As the trade negotiations between the UK and EU unfold, Kennedys is here to keep you up to date on the latest Brexit developments and what they mean for you and your business.

  • 31 Jan 2020 UK leaves the EU
  • 31 Dec 2020 Transition period ends

The UK ceased to be a member of the EU at 11pm on 31 January 2020, representing  a defining moment in the UK’s history. The transition period is due to last until 31 December 2020, during which time the UK will be able to sign new trade agreements with other non-EU countries and begin formally negotiating a future trade deal with the EU. Those trade talks are taking place against the background of major changes in the UK’s political landscape. Kennedys is committed to staying abreast of the political negotiations and keeping you informed about the expected outcomes. We are here to help you understand the business impacts - whether you are a UK SME or a major global insurer.

Kennedys is a leading voice on Brexit, particularly for the insurance industry. We have commissioned two market reports to understand what Brexit means for the industry - one before the UK referendum, and one after. Our latest report - Brexit and the insurance sector: Towards 2020 and beyond - takes views from 20 leading insurance industry experts and policymakers and offers a six point plan on how to safeguard the long-term interests of businesses. These six key recommendations, if implemented, will safeguard future investment, talent and innovation in the insurance sector.

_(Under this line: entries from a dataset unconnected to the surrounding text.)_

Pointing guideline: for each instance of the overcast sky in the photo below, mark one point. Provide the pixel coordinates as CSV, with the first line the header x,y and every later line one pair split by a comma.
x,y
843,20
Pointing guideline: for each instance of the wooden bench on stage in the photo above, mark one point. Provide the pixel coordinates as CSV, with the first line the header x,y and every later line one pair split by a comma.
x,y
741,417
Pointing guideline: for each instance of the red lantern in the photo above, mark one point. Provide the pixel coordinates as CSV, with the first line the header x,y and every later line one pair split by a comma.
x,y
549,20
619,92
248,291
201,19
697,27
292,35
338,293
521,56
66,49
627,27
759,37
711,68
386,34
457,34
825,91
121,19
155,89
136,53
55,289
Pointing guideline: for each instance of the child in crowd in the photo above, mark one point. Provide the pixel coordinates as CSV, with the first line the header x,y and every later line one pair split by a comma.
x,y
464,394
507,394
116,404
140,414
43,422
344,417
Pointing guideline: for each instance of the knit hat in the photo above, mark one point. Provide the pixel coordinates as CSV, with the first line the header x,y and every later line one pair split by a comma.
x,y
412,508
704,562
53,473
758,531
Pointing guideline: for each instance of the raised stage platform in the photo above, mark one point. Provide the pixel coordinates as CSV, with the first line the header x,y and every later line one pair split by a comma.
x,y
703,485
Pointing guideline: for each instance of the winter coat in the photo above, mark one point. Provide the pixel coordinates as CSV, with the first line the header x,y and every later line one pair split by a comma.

As the political negotiations between the UK and EU unfold, our 'Brexit impacts' page is here to keep you up to date on the latest developments and what they mean for you and your business.

Follow key developments

The UK formally notified the European Council of its decision to withdraw from the EU on 29 March 2017. This triggered a two-year timeframe to negotiate a withdrawal agreement. Our timeline illustrates what has happened to date and what we expect to happen going forward.

Follow key dates through our Brexit timeline

Our report clearly highlights that Brexit represents a source of uncertainty to one of the UK’s most important economic sectors. In the absence of clarity, firms have already developed contingency plans, largely based on the working assumption that no deal on market access will be struck. 

The UK is now of course at the start of those future trade talks. Whatever the outcome, business must adapt to the shift in the political picture in the UK since the 2019 General Election. The main message is clear: business is expected to identify and promote the opportunities that Brexit can bring to the UK.

Deborah Newberry, Head of Corporate and Public Affairs

Our key recommendations

1. Resolve the uncertainty surrounding the terms of the UK’s exit

The UK needs to secure a new relationship with the EU and it needs to achieve clarity on this quickly. Respondents noted a trend of politicians ‘kicking the can down the road’ and waiting until the eleventh hour to reach political agreements. Such ‘eleventh hour’ agreements may be sufficient for averting constitutional crises, however, legal certainty requires more planning: businesses cannot plan based on political agreements reached late in the day.

2. The UK should aim for flexibility around the exit

The timescale for leaving the EU should be flexible and pragmatic. The UK should not commit to a hard deadline of December 2020 if more time is required to agree a bilateral relationship. Some even felt that the UK should ask for more time to conclude the initial discussions, effectively extending the Article 50 process beyond March 2019.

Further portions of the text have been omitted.